Disclaimer: Stephanie Meyer & Little Brown Publishing own all rights
While Rosalie would have liked nothing more than to slam things around, she thought better than to take her emotions out on her cello. She placed it reverently back into its case and quickly gathered her bag, not wanting to socialize with the loitering musicians in the green room. Her mind ran on a continuous loop of Edward Cullen’s smirk and nonchalant dismissal. His loss, not mine. If she repeated it enough times in her head, maybe she’d believe it. The majority of the musicians who surrounded her respected the cool, aloof vibe she emitted as she began to make her way out of the room. Of course, there was always that one person who could never read personal spatial cues and when she got to the door, she found Mike Newton directly blocking her path.
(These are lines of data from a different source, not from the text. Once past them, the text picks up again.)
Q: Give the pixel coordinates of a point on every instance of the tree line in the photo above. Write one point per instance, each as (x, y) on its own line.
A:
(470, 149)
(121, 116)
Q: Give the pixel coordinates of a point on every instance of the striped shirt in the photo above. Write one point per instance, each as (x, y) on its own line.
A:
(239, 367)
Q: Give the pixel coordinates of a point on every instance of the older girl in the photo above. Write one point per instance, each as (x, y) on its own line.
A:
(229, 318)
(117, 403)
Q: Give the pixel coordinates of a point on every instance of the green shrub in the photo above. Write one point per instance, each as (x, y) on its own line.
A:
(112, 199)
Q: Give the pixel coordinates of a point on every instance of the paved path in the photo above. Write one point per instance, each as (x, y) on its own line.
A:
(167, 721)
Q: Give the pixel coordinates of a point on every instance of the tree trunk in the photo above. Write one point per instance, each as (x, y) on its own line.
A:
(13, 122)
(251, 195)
“Rosalie, are you meeting us out later tonight? Archibald Blues?” Mike smiled easily, making her frosty exterior melt, if only a little bit. Mike must not have been able to read nonverbal cues either, or perhaps he just didn’t care. Either way, it was impressive that he’d take the chance, and with such a cheerful disposition, no less.
She frowned, not at his question, but rather at the memory of the last time she’d been to the jazz bar. Toward the end of the summer after a particularly hellish wedding during which the bride was drunk and staggering down the aisle, the musicians of both the string quartet and the reception band agreed to meet at Archibald Blues. One might have thought that Rosalie would have learned something from watching the bride’s weaving; she was usually able to keep herself under control in any and all circumstances. However, the summer night she’d been at Archie’s, the drinks were flowing and somehow, someway, she wound up on stage with the band, belting out Bei Mir Bis Du Schön. “That place is evil, Mike.”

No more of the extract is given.